Потом я долго, не отрываясь, глядел на ее широкое лицо, подобное облаку, пламенеющему и спокойному, за которым чувствовалось лучистое сияние нежности. И всё, что хотя бы в самой слабой степени передавало частицу ее чувства, всё, что еще могло быть таким образом названо ее принадлежностью, сразу же так одухотворялось, так освящалось, что ее прекрасные, едва седеющие волосы я гладил ладонями с таким же благоговением, с такой же осторожностью и мягкостью, как если бы я ласкал ее доброту. Она такое наслаждение находила во всяком усилии, которое могло облегчить мое состояние, и нечто столь сладостное было для нее в минуте неподвижности и спокойствия, выпавшей для моего усталого тела, что, когда я, увидев ее намерение помочь мне разуться и лечь в постель, сделал жест, чтобы помешать ей в этом, и уже собрался раздеваться сам, она с мольбой во взгляде остановила мои руки, притрагивавшиеся к пуговицам моей куртки и моих ботинок.

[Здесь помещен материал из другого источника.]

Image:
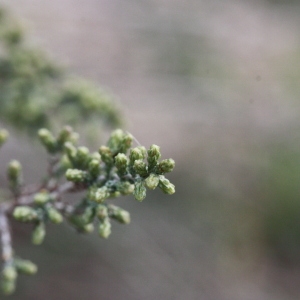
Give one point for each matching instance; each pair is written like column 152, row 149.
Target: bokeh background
column 216, row 85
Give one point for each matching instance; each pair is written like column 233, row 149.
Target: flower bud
column 88, row 215
column 115, row 140
column 82, row 157
column 106, row 155
column 38, row 234
column 48, row 140
column 165, row 166
column 166, row 186
column 104, row 229
column 41, row 198
column 135, row 154
column 141, row 168
column 75, row 175
column 25, row 214
column 121, row 162
column 143, row 151
column 98, row 194
column 70, row 150
column 139, row 191
column 14, row 174
column 153, row 156
column 94, row 167
column 3, row 136
column 25, row 266
column 125, row 188
column 126, row 143
column 9, row 273
column 119, row 214
column 54, row 215
column 102, row 211
column 151, row 182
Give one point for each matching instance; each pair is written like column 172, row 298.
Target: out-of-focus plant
column 34, row 93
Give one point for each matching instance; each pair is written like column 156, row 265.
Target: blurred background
column 216, row 85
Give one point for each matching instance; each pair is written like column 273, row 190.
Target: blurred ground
column 216, row 85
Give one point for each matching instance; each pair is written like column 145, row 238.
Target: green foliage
column 115, row 170
column 33, row 90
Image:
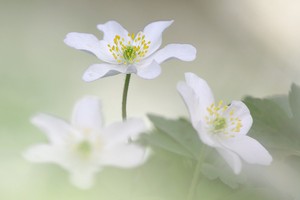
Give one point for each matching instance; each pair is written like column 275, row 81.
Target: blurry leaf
column 283, row 102
column 161, row 140
column 224, row 173
column 177, row 136
column 257, row 194
column 272, row 126
column 180, row 131
column 294, row 99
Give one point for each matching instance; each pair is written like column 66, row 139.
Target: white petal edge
column 231, row 159
column 124, row 156
column 153, row 33
column 191, row 101
column 184, row 52
column 43, row 153
column 86, row 114
column 84, row 41
column 204, row 136
column 202, row 92
column 240, row 111
column 249, row 150
column 121, row 132
column 97, row 71
column 149, row 71
column 112, row 28
column 56, row 129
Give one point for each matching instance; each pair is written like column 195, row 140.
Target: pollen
column 129, row 50
column 221, row 120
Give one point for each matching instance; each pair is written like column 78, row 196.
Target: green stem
column 124, row 100
column 196, row 173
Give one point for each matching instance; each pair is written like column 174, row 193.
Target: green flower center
column 219, row 124
column 129, row 54
column 129, row 51
column 84, row 149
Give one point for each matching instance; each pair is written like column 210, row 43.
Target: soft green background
column 244, row 48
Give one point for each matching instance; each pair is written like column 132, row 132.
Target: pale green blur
column 244, row 48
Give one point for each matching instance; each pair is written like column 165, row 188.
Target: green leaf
column 272, row 126
column 257, row 194
column 158, row 139
column 294, row 99
column 181, row 131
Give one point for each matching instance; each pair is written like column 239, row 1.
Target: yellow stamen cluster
column 131, row 50
column 219, row 123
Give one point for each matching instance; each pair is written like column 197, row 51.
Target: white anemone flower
column 220, row 126
column 83, row 147
column 124, row 52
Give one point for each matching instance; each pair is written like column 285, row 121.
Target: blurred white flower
column 84, row 146
column 126, row 53
column 220, row 126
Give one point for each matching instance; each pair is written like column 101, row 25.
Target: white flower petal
column 56, row 129
column 149, row 71
column 183, row 52
column 86, row 114
column 191, row 101
column 43, row 153
column 120, row 132
column 249, row 150
column 84, row 41
column 97, row 71
column 110, row 29
column 124, row 156
column 204, row 136
column 241, row 112
column 232, row 159
column 153, row 33
column 202, row 91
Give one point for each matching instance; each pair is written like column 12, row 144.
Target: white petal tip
column 90, row 76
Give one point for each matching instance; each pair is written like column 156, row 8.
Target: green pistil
column 129, row 54
column 219, row 124
column 84, row 148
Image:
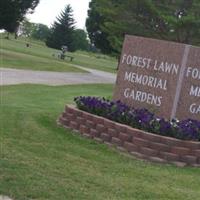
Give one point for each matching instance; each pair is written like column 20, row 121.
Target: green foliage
column 26, row 28
column 80, row 40
column 93, row 24
column 62, row 31
column 12, row 12
column 40, row 160
column 40, row 32
column 15, row 54
column 169, row 20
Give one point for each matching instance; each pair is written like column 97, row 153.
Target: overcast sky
column 47, row 11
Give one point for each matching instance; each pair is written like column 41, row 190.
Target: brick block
column 69, row 109
column 135, row 132
column 125, row 137
column 105, row 137
column 113, row 132
column 116, row 141
column 71, row 116
column 180, row 150
column 98, row 120
column 189, row 159
column 87, row 116
column 121, row 128
column 148, row 152
column 80, row 120
column 87, row 136
column 179, row 164
column 109, row 124
column 191, row 145
column 171, row 141
column 101, row 128
column 98, row 140
column 196, row 153
column 84, row 129
column 90, row 124
column 74, row 125
column 64, row 121
column 169, row 156
column 130, row 146
column 159, row 146
column 151, row 137
column 138, row 155
column 94, row 133
column 78, row 113
column 140, row 142
column 158, row 160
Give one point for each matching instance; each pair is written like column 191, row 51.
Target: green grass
column 39, row 160
column 15, row 54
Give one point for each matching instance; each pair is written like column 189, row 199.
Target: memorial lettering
column 161, row 76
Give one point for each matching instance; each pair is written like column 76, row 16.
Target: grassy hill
column 15, row 54
column 41, row 161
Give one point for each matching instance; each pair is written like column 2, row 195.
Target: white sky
column 47, row 11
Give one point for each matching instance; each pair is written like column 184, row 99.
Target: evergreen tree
column 175, row 20
column 12, row 12
column 80, row 40
column 62, row 31
column 94, row 24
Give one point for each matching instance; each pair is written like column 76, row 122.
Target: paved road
column 14, row 76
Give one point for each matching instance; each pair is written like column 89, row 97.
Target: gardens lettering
column 143, row 97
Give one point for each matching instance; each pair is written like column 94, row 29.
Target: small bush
column 139, row 118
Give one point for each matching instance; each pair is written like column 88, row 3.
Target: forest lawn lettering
column 146, row 80
column 194, row 73
column 147, row 63
column 154, row 82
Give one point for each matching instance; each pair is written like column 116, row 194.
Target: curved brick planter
column 139, row 143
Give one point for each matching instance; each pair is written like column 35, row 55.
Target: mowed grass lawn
column 15, row 54
column 39, row 160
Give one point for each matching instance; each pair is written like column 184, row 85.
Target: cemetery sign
column 161, row 76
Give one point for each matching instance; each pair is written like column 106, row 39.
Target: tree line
column 175, row 20
column 109, row 20
column 62, row 33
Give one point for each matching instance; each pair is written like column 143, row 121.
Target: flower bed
column 139, row 143
column 140, row 118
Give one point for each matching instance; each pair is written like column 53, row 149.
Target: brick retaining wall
column 138, row 143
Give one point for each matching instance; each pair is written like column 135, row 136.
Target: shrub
column 139, row 118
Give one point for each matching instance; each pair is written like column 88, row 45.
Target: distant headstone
column 161, row 76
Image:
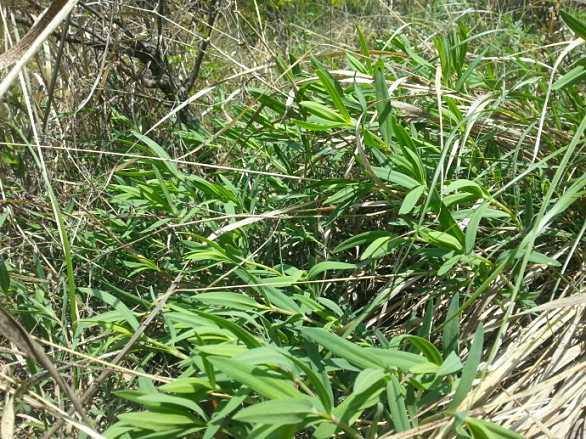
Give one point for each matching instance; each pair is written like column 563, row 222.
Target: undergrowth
column 377, row 241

— О, прошу тебя! — сказала она. — Это такая радость для твоей бабушки. И главное, не забудь постучать в стену, если тебе что-нибудь понадобится ночью; моя постель стоит тут же, стенка тонкая. Сейчас же, как ляжешь, сделай это, мы посмотрим, хорошо ли мы друг друга понимаем.

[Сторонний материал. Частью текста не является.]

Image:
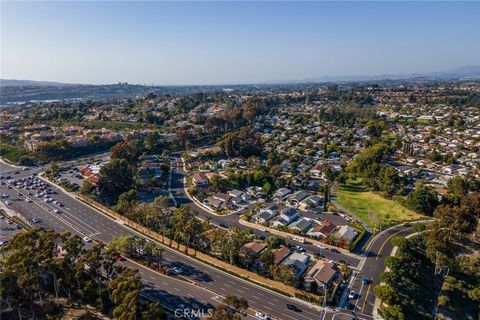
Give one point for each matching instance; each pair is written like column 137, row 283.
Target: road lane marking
column 366, row 297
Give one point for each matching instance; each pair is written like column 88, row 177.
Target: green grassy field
column 371, row 208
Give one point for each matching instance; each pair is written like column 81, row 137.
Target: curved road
column 208, row 284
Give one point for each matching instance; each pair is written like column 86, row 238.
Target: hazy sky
column 233, row 42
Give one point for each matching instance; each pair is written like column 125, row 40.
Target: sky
column 181, row 43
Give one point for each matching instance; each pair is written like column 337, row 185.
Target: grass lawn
column 371, row 208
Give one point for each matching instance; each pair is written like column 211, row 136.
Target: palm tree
column 131, row 244
column 345, row 271
column 157, row 252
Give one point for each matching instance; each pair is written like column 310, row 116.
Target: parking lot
column 71, row 176
column 8, row 229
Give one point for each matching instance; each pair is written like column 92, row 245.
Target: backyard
column 371, row 208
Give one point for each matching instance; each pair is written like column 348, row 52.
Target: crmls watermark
column 193, row 313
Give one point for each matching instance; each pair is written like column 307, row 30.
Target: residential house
column 323, row 273
column 317, row 170
column 302, row 224
column 78, row 142
column 32, row 144
column 251, row 251
column 289, row 214
column 322, row 230
column 299, row 262
column 346, row 233
column 262, row 217
column 281, row 254
column 311, row 202
column 296, row 197
column 200, row 179
column 281, row 194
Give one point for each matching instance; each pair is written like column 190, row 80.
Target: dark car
column 293, row 307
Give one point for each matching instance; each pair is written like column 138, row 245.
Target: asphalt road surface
column 206, row 284
column 178, row 191
column 81, row 219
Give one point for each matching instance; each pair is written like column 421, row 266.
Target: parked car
column 293, row 307
column 262, row 316
column 352, row 295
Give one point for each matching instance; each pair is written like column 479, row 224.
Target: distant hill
column 465, row 72
column 28, row 90
column 32, row 83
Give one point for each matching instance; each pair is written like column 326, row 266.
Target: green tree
column 422, row 200
column 152, row 312
column 125, row 292
column 284, row 274
column 87, row 188
column 390, row 182
column 457, row 188
column 275, row 241
column 115, row 177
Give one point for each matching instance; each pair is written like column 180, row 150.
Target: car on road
column 175, row 270
column 119, row 258
column 352, row 295
column 293, row 307
column 262, row 316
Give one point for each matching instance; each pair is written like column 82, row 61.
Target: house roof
column 254, row 247
column 280, row 254
column 199, row 176
column 289, row 212
column 302, row 224
column 299, row 195
column 346, row 232
column 322, row 271
column 265, row 215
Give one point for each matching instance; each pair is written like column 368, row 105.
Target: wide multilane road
column 205, row 284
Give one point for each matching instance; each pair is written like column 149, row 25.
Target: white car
column 262, row 316
column 87, row 239
column 352, row 295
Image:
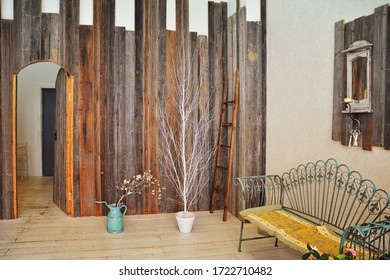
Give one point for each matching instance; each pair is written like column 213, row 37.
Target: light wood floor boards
column 42, row 231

И действительно, я в тот вечер постучал ей три раза — и затем, неделю спустя, когда я заболел, снова проделывал это в течение нескольких дней каждое утро, так как бабушке хотелось пораньше принести мне молоко. И вот, когда мне начинало казаться, что она проснулась, я решался — чтобы не заставлять ее ждать и чтобы она сразу же затем могла снова уснуть — стукнуть три раза, робко, тихо и все-таки отчетливо, потому что, опасаясь прервать ее сон в том случае, если бы я ошибся и она спала, я не хотел в то же время заставлять ее понапрасну прислушиваться к зову, которого она не расслышала бы сразу и который я не решился бы возобновить. И едва я успевал стукнуть три раза, я уже слышал другой троекратный стук, отличавшийся по интонации, полный спокойной твердости, повторявшийся еще дважды ради большей ясности и говоривший: «Не волнуйся, я слышала, сейчас приду»; и вскоре бабушка приходила. Я рассказывал ей, что боялся, что она меня не услышала или подумала, будто это стучит какой-нибудь сосед; она смеялась:
— Спутать стуки моего бедняжки с чьими-нибудь другими, — да ведь среди тысячи других бабушка их узнает! Ты думаешь, что на свете могут быть другие такие же глупые, такие же лихорадочные, такие же испуганные — страшно и разбудить, и страшно, что я не пойму. Но даже если б мой мышонок только поскребся, все-таки его сразу же можно было бы узнать, тем более что ведь он — единственный такой, и его так жалко. Я уже слышала, как он не решается, ворочается в постели, что-то там затевает.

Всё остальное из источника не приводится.